Now, just imagine Olympic lugers having this attached to their sleds, perhaps in combination with a GoPro. Before Woo, all you had were split times, perhaps 4-5 over your run, to determine where you were gaining or losing speed. Was this line more effective than the previous run IN THAT CORNER? It is really hard to tell. With Woo, (granted, with a little programming,) it’s now possible to know, and compare acceleration from one line to another with surprising accuracy. I just cannot conceive of an X-Games where ESPN would not want this data superimposed when the athletes are, say, doing snowboard cross. How high, how far, and how fast? Check the Woo.
It’s Always the TEAM
But if I wasn’t going to distract myself looking at any companies, how did I get wooed by Woosports? Simple–I work next to them every day. My own company, BuysideFX (we’re HIRING, spread the word!), had to move our Boston office when our old lease expired, and our friends at PivotDesk hooked us up with some terrific co-location space. And guess who our neighbors are, working 25 feet away from my desk. You guessed it, Woosports. And that’s how I got reeled in.

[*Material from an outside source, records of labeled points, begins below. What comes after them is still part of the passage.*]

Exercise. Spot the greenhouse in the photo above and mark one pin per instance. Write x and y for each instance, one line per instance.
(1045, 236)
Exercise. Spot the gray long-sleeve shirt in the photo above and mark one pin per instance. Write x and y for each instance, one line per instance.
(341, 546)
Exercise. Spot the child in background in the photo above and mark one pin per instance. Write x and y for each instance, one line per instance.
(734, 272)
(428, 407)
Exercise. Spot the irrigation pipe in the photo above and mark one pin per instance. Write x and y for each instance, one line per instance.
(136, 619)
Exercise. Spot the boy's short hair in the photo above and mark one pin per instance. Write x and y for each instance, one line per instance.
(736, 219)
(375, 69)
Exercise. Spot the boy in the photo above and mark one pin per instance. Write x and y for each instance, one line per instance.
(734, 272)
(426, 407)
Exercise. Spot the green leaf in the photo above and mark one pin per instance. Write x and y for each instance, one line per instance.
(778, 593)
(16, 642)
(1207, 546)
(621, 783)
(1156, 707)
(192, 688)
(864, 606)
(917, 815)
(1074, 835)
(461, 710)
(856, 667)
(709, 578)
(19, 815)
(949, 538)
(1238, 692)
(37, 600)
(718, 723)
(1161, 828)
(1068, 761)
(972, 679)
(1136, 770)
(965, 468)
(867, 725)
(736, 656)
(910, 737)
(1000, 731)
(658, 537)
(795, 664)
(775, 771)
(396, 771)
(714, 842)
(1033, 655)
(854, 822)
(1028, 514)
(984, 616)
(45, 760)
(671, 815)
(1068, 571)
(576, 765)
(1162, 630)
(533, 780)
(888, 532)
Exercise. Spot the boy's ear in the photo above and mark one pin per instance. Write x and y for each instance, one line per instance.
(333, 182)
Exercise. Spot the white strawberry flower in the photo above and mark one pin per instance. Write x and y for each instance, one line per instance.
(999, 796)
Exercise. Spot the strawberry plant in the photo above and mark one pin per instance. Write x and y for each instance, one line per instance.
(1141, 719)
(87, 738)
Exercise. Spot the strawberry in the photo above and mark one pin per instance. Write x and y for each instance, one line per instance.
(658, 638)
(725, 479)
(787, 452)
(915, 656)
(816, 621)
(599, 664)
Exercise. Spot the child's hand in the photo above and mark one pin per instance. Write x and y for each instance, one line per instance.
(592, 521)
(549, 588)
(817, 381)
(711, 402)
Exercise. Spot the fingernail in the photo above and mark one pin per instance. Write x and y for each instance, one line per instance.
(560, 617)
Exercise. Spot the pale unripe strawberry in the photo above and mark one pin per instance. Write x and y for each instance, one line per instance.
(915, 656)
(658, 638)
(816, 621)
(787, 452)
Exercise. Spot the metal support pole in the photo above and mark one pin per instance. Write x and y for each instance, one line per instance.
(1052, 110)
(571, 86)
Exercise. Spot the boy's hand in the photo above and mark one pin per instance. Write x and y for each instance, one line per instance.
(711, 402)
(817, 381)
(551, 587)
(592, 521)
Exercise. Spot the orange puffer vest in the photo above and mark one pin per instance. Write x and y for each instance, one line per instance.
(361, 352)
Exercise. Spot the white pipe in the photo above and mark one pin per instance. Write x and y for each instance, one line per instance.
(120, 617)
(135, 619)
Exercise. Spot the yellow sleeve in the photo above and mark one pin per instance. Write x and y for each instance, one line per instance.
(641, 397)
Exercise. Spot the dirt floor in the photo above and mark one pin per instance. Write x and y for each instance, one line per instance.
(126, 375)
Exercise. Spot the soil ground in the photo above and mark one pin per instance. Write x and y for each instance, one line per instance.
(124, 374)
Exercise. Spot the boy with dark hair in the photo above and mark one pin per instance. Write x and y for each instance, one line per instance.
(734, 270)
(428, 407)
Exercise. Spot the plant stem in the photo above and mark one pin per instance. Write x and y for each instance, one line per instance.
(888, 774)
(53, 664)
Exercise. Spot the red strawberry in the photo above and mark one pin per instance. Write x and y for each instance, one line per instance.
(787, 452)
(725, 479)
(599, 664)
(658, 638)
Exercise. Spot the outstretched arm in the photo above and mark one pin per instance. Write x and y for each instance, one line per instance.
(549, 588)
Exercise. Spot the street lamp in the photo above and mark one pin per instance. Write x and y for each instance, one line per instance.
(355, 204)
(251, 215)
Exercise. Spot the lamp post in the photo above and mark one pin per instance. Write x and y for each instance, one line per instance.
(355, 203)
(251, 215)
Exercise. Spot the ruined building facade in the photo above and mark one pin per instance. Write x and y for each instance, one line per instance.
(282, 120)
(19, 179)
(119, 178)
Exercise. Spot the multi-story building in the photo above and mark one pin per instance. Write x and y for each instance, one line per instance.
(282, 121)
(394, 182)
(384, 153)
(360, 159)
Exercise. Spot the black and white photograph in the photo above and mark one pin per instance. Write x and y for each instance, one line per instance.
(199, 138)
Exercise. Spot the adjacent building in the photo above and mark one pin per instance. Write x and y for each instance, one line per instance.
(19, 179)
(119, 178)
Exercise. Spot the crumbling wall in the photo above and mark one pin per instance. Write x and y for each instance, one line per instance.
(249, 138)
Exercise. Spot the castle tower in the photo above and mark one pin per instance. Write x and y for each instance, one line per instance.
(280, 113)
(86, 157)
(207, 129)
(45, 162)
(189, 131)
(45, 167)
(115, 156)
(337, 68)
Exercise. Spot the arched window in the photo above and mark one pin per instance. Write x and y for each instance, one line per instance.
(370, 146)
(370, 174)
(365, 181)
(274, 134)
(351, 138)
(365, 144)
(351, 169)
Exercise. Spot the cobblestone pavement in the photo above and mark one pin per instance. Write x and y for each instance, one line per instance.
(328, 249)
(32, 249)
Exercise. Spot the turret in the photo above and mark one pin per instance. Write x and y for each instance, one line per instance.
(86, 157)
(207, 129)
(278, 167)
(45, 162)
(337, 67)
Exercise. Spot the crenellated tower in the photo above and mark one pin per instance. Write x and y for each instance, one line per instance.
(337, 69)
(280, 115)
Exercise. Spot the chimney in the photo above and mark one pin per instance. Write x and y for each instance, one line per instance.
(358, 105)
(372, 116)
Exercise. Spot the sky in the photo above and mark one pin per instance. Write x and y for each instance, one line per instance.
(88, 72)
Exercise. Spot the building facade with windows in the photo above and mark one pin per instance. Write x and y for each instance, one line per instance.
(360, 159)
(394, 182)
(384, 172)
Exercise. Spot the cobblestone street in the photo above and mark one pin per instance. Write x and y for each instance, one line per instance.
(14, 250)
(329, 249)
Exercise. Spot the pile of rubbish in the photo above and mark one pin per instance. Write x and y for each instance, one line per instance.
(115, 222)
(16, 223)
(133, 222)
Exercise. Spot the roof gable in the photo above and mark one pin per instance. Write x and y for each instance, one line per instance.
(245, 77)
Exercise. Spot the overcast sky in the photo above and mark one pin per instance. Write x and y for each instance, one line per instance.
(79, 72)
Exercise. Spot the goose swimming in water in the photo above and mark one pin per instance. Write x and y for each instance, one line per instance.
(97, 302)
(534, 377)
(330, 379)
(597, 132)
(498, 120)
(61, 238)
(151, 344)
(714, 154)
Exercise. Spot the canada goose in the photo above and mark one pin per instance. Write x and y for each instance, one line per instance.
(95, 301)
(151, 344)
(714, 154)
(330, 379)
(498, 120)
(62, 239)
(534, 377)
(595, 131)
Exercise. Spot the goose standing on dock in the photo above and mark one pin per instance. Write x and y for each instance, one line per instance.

I previously had met these guys a few months ago at a TechStars “Meet the Mentors” event, but I’m not actively mentoring this year–just too busy. But I sure noticed them. Amidst all of the typical engineers who make it into TechStars, the Woosies (yeah, I like that too) stood out like supermodels in a computer lab: everyone of them were tan, fit, and talking about kiteboarding. Leo from Germany, Kirk from the US, Sally from South Africa, Ytzen from Holland, Johnny from France. They were fun, but I didn’t them seriously. I didn’t realize that they were mostly all engineers, all with advance degrees, holding issued patents and coming from MIT Labs and General Dynamics and Adidas and Vertex Pharmaceuticals with pedigrees that you don’t associate with jocks. But I did see them at work when I got in early. And they were still cranking when I left at night. And it was those random meetings going by the kitchen, or stepping into the elevator which slowly started eroding my heretofore steely discipline against getting involved directly in more angel investments.
You can tell a lot about people watching them play pingpong. Not just who’s good (and these guys are way too good for most mortals), but who enjoys each other, who is humble enough to take it easy and be patient with a beginner, and who you begin to respect and like on a personal basis. For angel investors, it’s rare to be able to get that type of insight into teams, and I just lucked into it without even trying. In a way, this reminds me of the time I spent with EverTrue. “Hey Leo, I’m from VT, want an intro to Burton Snowboards?” (Too late–they were already on it.) “Hey Ytzen, you met any sports sponsors like Red Bull?” (Ditto.) “Kirk, can I help with some of my old Olympic connections?” (“Absolutely! By the way, do you this guy Tony that we’ve been talking to at the Olympic Training Center?”) Now THESE are my kind of people.
There are all sorts of neat monetization paths, and normal stuff. But it’s the team, always the team. Anyway, I’ve spent more time writing this than I spent all year thinking about angel investments. I’ve got to get back to work, but I’m so glad I have been fortunate enough to get to know these guys. WOOOOOOOOOOOO!